On August 28, when Justice Dipak Misra will take oath as the 45th Chief Justice of India (CJI), he will serve the longest tenure at the post after Justice S H Kapadia, who had a tenure of 870 days bef
Justice Dipak Mishra (left) and CJI J S Kehar
Justice Dipak Mishra (left) and CJI J S Kehar

NEW DELHI: On August 28, when Justice Dipak Misra will take oath as the 45th Chief Justice of India (CJI), he will serve the longest tenure at the post after Justice S H Kapadia, who had a tenure of 870 days before retiring in September 2012. Justice Mishra will be CJI for 400 days and will retire in October 2018. He will have the onerous task of appointing 10 judges.

However, Justice Mishra has to mediate between the Centre and judiciary over the Memorandum of Procedure (MoP), which has to guide all future appointments of judges. MoP is important for filling up the vacancies to fight the rising pendency the Indian judiciary is faced with.

The Supreme Court, which has a sanctioned strength of 31 judges, is working with just 27, including CJI J S Khehar, who will retire on August 27. He will be followed by Justice P C Pant, whose term also ends this year.

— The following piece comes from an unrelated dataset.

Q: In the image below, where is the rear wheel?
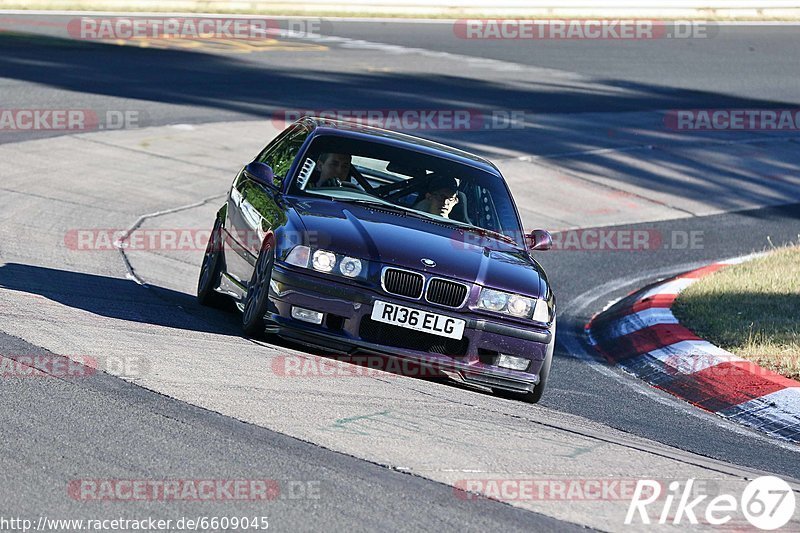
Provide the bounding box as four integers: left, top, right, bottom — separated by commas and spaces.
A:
242, 243, 275, 337
197, 219, 228, 308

Four more judges—Justices J Chelameswar, R K Agrawal, Adarsh K Goel and Amitava Roy—will retire before Justice Misra demits office on October 2, 2018.
The last appointments were made in February last, and since then the collegium has made no recommendation for appointment.

Known as a pro-citizen jurist, Justice Misra—the third CJI from Odisha after Justice Ranganath Misra, his uncle, and Justice G B Pattanaik—has to decide cases as crucial as the Ayodhya title dispute, the Sebi-Sahara payment row, the Aadhaar privacy issue and the Cauvery water dispute.

Justice Misra was part of the bench which, in an unprecedented pre-dawn hearing in July 2015, rejected Mumbai blasts convict Yakub Memon’s plea to escape the hangman’s noose. He also confirmed the death sentence to the four men in the 2012 Nirbhaya case.